Gosto de imaginar que ilhas significam-se ― fazem-se dizer por signos ― mediante barcos que se aventuram nas águas que as separam, mas também as unem: as águas podem ser oceânicas ou simples veredas, salgadas ou doces, profundas, turbulentas e mais difíceis de navegar, ou arroios cristalinos que escorrem transparentes entre pedras e vegetação de grande frescor. Os barcos, as palavras. E tudo o mais que diz respeito à palavra afeto, no sentido de afetar, atravessar. Escrever e ler são pontas de ilhas que se fazem significar ― os trajetos dependem dos barcos, das ilhas, das águas que as separam. Este blog não pretende nada, exceto lançar barcos que eventualmente alcancem outras ilhas. Barquinhos de papel.

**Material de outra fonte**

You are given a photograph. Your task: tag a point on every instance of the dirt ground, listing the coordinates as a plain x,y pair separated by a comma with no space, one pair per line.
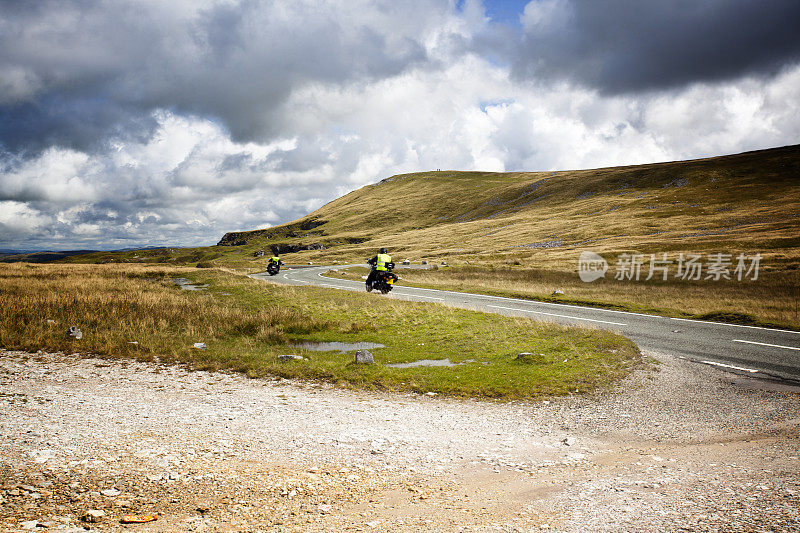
683,447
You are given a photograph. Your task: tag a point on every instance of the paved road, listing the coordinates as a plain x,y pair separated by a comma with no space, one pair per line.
745,349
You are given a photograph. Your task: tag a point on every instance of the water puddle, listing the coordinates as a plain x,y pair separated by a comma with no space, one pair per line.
430,362
187,284
343,347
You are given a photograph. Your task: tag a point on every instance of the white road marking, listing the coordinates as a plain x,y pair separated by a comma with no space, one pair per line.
732,325
723,365
767,344
554,314
598,309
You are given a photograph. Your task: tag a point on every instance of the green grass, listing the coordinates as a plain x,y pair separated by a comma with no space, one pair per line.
247,328
773,301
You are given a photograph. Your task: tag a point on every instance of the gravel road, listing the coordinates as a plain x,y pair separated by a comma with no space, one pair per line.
677,446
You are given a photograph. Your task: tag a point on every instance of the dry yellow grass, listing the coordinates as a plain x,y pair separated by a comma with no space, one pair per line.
246,323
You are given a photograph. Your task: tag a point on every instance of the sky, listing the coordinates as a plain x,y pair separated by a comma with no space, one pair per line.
143,122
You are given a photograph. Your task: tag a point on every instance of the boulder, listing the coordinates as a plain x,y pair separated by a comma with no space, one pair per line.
364,357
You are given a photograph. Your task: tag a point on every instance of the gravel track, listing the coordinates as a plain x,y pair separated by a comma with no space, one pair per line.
676,446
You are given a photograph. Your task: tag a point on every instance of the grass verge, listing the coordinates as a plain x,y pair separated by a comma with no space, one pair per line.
136,311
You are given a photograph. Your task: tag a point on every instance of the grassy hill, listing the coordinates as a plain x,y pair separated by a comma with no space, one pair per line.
739,203
747,202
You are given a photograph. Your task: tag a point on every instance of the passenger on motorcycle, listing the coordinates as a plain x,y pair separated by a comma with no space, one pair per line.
378,263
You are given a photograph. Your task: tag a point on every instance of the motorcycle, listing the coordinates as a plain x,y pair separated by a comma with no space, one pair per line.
384,280
273,268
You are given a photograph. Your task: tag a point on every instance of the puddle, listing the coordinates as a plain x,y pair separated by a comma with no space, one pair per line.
187,285
343,347
430,362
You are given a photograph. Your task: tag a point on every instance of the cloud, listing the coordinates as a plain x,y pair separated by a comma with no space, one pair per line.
170,123
620,46
75,73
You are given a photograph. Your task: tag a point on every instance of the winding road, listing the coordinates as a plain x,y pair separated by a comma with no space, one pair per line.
755,351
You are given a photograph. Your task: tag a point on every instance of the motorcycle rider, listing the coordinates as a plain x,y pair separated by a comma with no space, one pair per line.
378,263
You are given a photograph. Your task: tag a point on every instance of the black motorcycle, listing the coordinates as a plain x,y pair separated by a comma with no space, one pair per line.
273,268
384,280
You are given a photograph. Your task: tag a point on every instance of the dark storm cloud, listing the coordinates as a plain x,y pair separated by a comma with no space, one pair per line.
73,121
73,74
633,45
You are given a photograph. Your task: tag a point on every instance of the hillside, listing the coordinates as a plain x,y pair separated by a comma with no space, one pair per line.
744,202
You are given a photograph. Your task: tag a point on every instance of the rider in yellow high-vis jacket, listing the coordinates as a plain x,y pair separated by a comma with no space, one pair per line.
378,263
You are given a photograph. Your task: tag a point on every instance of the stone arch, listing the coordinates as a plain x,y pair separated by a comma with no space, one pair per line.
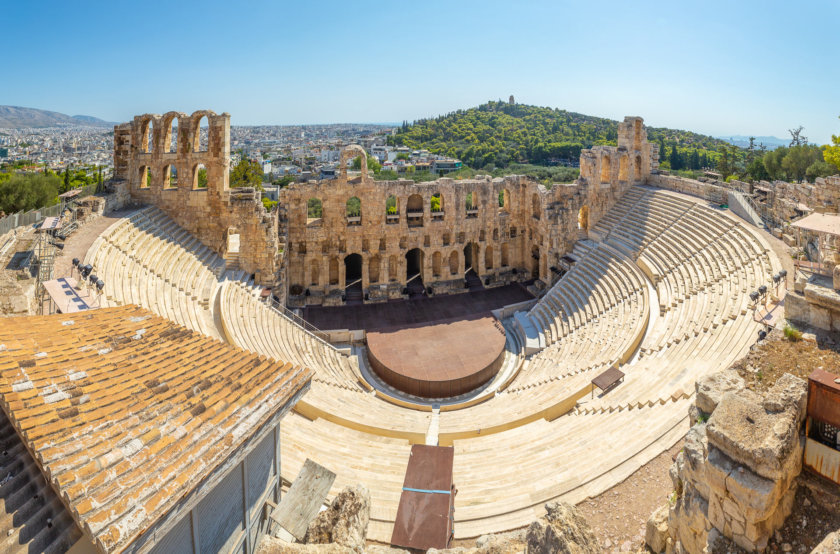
392,268
352,269
144,176
504,201
637,135
353,210
147,134
414,263
605,168
333,271
199,176
436,203
171,131
200,142
414,204
583,218
392,205
314,210
374,268
315,272
170,177
348,155
623,170
470,202
453,262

quarta-feira, 12 de dezembro de 2012

as margens da alegria (título de um conto de guimarães rosa)

Certo senso comum ― que se reproduz espantosamente no discurso dos profissionais da área da “psicologia” ― insiste na felicidade, sentimento tão improvável, pela constância que pressupõe da condição de ser feliz, ou seu contrário, quando os sinais estão invertidos. Certa feita um psicólogo me perguntou se eu desejava a felicidade, enquanto eu dizia a ele insistentemente que fora lá buscar menos que isso, bem menos, uma coisa pouco pretensiosa e no entanto mais difícil: paz. Mas ele não ouviu, felizmente ele não me ouviu, pois eu pude abandonar logo no início uma canoa furada fadada ao naufrágio. Em hipótese alguma queria saber o que vinha embrulhado no pacote de “felicidade” que ele me oferecia, certamente em troca de concessões impossíveis de minha parte. A proposta me pareceu por demais indecente, embora eu quisesse muito estar enganada. Pois hoje, indo para o trabalho e presenciando a mesma ladainha de sempre – trânsito caótico, a sensação de que a cidade está prestes a desintegrar e as pessoas de repente precipitarem-se no sem sentido da existência, certo desalento por ver os brasileiros tão mal cuidados, e não obstante mostrarem uma disposição notável em aceitar, desde que um mínimo esteja garantido ―, me ocorreu novamente, por contraste, a ideia da impossibilidade da felicidade enquanto o mundo for cruel com as pessoas. Felicidade não, impossível. Mas há um sentimento possível: a alegria, uma espécie de satisfação gratuita em poder viver, saber-se vivo.